Frieda Hughes: A poem a week
Exclusive: In her new weekly poetry column, Frieda Hughes offers us a stirring inaugural ode to nature, to the animal world, to creation – and to the act of writing itself
A poem a week, he said, peeled from my seven days
Like sticky fly-paper in which might be embedded an owl, or a garden,
A snake, ferret, or feeling of joy or despair – even a sleepless night. Or maybe
A dog walk in a narrow country lane with two mismatched rescue huskies. One
Ate a piece of my left leg on her first day, in her effort to rip out the other dog’s throat
For withholding his last breakfast biscuit. She loves me now; we are bonded well beyond
Ambulance and stitches and other sisterhood ceremonies.

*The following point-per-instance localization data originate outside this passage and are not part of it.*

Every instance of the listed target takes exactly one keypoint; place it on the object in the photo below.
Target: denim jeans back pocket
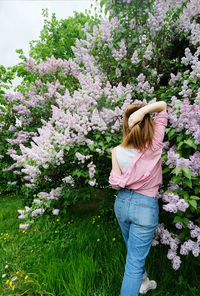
(145, 213)
(119, 203)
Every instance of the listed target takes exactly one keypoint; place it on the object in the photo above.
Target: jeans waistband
(132, 191)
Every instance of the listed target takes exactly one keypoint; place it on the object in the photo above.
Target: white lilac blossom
(134, 58)
(121, 53)
(68, 180)
(55, 211)
(174, 203)
(188, 119)
(37, 212)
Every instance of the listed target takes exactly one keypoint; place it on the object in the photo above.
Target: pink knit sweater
(145, 172)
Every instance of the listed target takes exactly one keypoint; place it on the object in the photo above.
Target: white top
(125, 157)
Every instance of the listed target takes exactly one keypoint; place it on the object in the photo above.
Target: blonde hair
(140, 136)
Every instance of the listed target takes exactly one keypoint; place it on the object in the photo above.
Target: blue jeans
(137, 215)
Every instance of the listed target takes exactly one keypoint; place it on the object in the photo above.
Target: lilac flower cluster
(188, 119)
(170, 239)
(174, 203)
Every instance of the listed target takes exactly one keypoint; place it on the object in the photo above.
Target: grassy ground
(82, 254)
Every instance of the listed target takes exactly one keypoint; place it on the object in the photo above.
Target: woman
(136, 173)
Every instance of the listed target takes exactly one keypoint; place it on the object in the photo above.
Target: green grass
(67, 259)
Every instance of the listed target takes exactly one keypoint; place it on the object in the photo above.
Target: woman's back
(125, 157)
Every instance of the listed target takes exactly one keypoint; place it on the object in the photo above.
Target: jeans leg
(125, 226)
(138, 247)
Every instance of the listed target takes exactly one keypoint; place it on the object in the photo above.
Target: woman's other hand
(135, 117)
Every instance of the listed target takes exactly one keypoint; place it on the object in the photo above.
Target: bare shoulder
(114, 149)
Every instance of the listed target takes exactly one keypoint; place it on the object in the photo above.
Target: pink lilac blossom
(37, 212)
(148, 53)
(24, 226)
(134, 58)
(55, 211)
(179, 225)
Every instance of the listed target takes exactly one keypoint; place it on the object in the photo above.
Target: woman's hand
(135, 117)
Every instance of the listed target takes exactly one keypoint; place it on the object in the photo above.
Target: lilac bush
(60, 137)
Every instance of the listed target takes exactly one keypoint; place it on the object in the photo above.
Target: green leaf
(177, 219)
(185, 194)
(190, 143)
(187, 173)
(171, 133)
(176, 170)
(185, 221)
(195, 197)
(180, 144)
(188, 182)
(176, 180)
(166, 170)
(193, 203)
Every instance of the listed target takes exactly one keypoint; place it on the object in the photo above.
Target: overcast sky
(21, 21)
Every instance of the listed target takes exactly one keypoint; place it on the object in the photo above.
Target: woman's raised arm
(140, 113)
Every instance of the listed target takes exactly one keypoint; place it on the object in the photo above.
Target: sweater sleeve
(116, 181)
(160, 123)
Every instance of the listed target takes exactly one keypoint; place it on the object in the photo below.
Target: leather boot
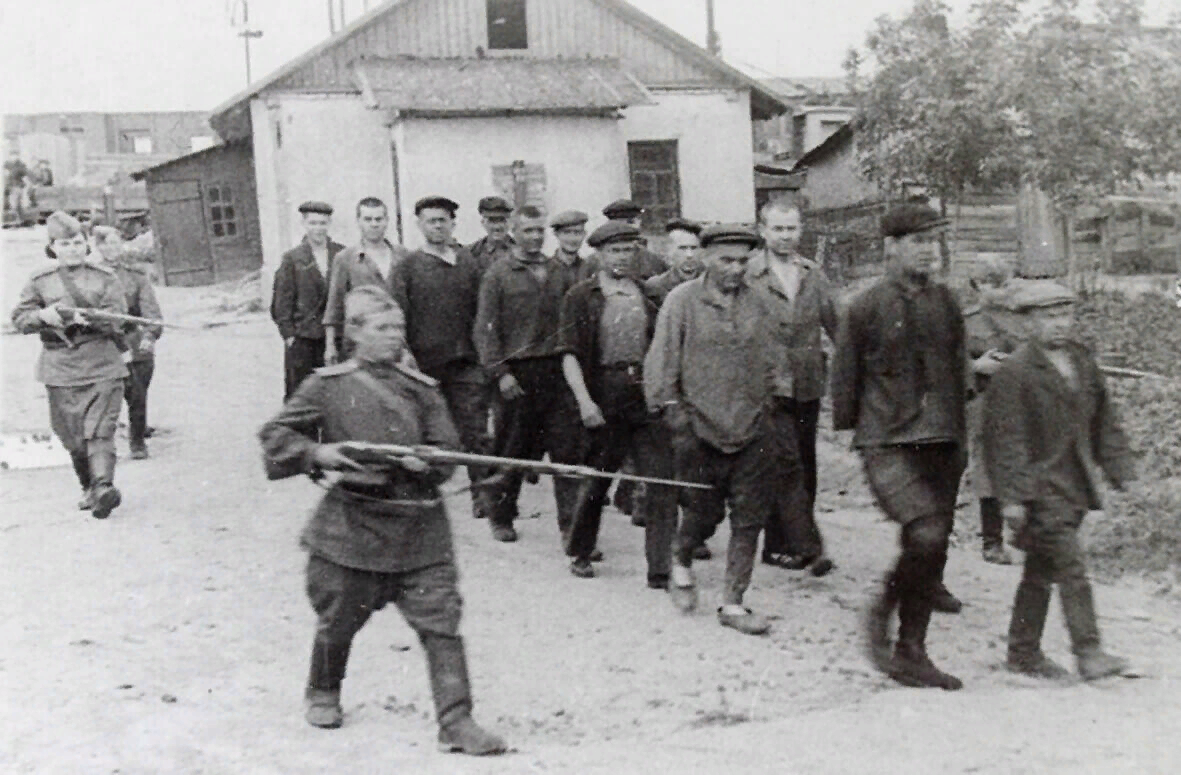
(448, 666)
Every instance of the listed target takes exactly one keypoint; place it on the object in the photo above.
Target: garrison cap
(436, 203)
(622, 209)
(682, 225)
(911, 217)
(613, 232)
(314, 206)
(730, 233)
(494, 206)
(568, 217)
(62, 226)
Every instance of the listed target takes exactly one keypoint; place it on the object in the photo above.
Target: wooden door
(178, 219)
(656, 181)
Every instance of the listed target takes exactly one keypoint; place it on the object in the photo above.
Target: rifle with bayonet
(369, 454)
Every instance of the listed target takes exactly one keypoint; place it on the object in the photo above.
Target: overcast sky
(183, 54)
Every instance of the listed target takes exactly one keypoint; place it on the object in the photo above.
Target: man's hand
(510, 389)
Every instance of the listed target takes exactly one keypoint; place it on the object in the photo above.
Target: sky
(184, 54)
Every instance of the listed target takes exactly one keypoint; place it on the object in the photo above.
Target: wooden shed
(204, 215)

I still wear the mark of missing flesh at my ankle as a reminder
That putting my leg into a dogfight in which teeth are chisels
Does not shock two raging animals into sudden obedience.
Poems are where I put my heartbeat when no one is listening.
Poems are where I unravel the knots of anything I am powerless to change,
Or record the shock I feel at whatever I cannot otherwise articulate.
Poems are where I hide my secrets in metaphor or confess my fury or my fear.
My poems are where I work myself out and sometimes
A door opens. This week, the poem-request is compelling;
It doesn’t matter that I have oil paintings boiling for attention on their easels,
Or that emails are stacking like log-jammed buses,
Or that letters pile up unanswered, drying out like seaweed,
This poem has a deadline, and the deadline is mine.